Add to that the La Raza mentality, and you've got a real arrogant case on your hand.
Dual citizen Mexican-born actress Salma Hayek, who became an American citizen so she could, in her own words, " help the Latinos" is such a person.
Salma was recently interviewed on the Huffington Post's "#WMN" (get it?) section, by Carolina Modarressy-Tehrani. You can watch the interview below.
Salma has plenty to promote about herself, how she was discriminated against in Hollywood and prevented from reaching her potential because she's a rebel. It's enough to make one weep.
Salma was discriminated against, you see, because she is a woman, a Latina, and an Arab (her father was Lebanese). Oh, and because she speaks her mind. Because of all that, she says "I didn't have that huge of a career in Hollywood".
Oh really? She has more money and fame than most of us ever will, based upon being an actress, a person who pretends to be someone else.
Salma also had some things to say about Donald Trump, who doesn't really know how the world works, or something like that. She made it clear she thinks Democrats are better than Republicans on immigration. (That's despite the fact that the GOP has usually surrendered on immigration, but that's not part of the narrative.)
Salma, by the way, is also an expert on the economy, assuring us that the U.S. economy would be destroyed without illegal aliens. There you go.

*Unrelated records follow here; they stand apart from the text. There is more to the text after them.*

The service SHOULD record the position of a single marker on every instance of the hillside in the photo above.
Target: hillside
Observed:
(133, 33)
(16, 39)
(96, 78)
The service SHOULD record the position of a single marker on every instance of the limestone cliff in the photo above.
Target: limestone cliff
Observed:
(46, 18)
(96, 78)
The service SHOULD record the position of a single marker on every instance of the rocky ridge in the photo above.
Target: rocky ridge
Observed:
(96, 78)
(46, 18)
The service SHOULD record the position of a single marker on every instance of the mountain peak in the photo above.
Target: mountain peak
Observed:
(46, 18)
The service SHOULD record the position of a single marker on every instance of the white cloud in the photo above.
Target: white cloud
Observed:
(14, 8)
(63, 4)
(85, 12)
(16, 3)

The way Salma tells it, she was the first Latina to really break into Hollywood and defy all those stereotypes.
Actually, Mexicans have been in Hollywood since the 1920s, and some had done very well there years before Salma graced Tinseltown with her presence. Click here in this article and scroll down to the paragraph beginning "It's not as though Salma Hayek were the first Mexican to get work in Hollywood." I present for your examination, documented examples of Mexican actors who did well in Hollywood before Salma.

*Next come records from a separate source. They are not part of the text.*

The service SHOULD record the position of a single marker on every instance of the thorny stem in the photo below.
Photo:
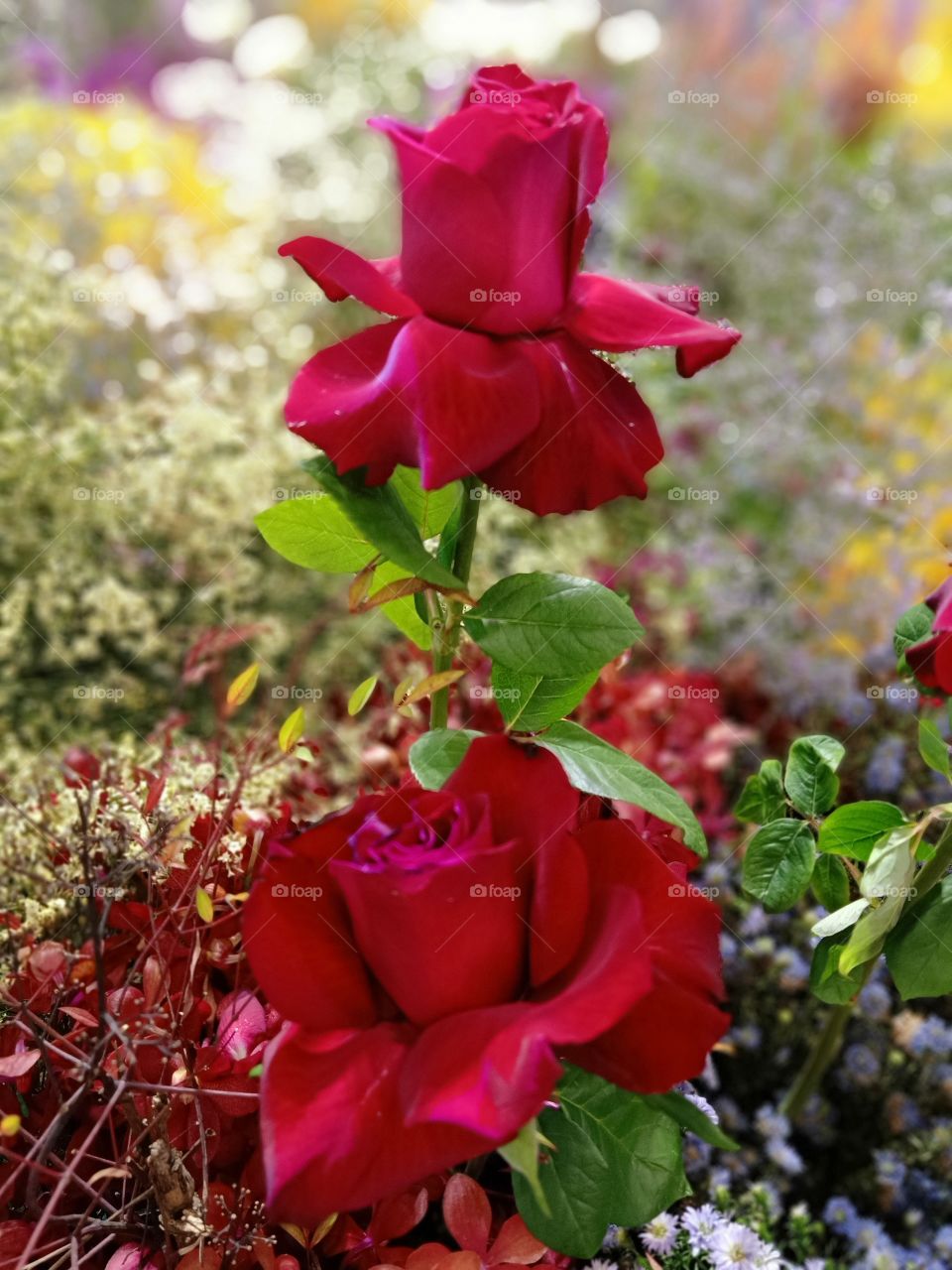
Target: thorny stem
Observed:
(829, 1040)
(445, 624)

You may be wondering, how Salma, now a wealthy movie star and producer, was discriminated against. That gut-wrenching story starts at around the 15 minute mark.
A viewer had sent in this question:
Did Salma ever get discrminated against before she became famous for her accent or her race?(Hmm, does that mean (1) she was discriminated against because of her accent or her race? Or does it mean (2)she became famous because of her accent or her race? Of course, the questioner intends the former, yet one might make the case for the latter.)
Salma's answer was in the affirmative, yes she had been discriminated against. And she pontificated that
America has a very severe problem with discrmination that we try to overlook."Overlook"? I hear people like Salma talk about it all the time!
But Salma shared a concrete example of discrimination before she was famous. She was attending a movie in a movie theater in Los Angeles and somebody said some unkind words to her. This person told her to "Go back to you country!" Salma replied that "This is my country, you go back to your country."
Salma even pulled out the reconquista card:
No, this was my country even before it was America. Not only, you know, I have my [U.S.] citizenship, before it was America this was already my country and if you don't like it you can move.Yes, that's the mentality we're dealing with, and it looks likely to get worse.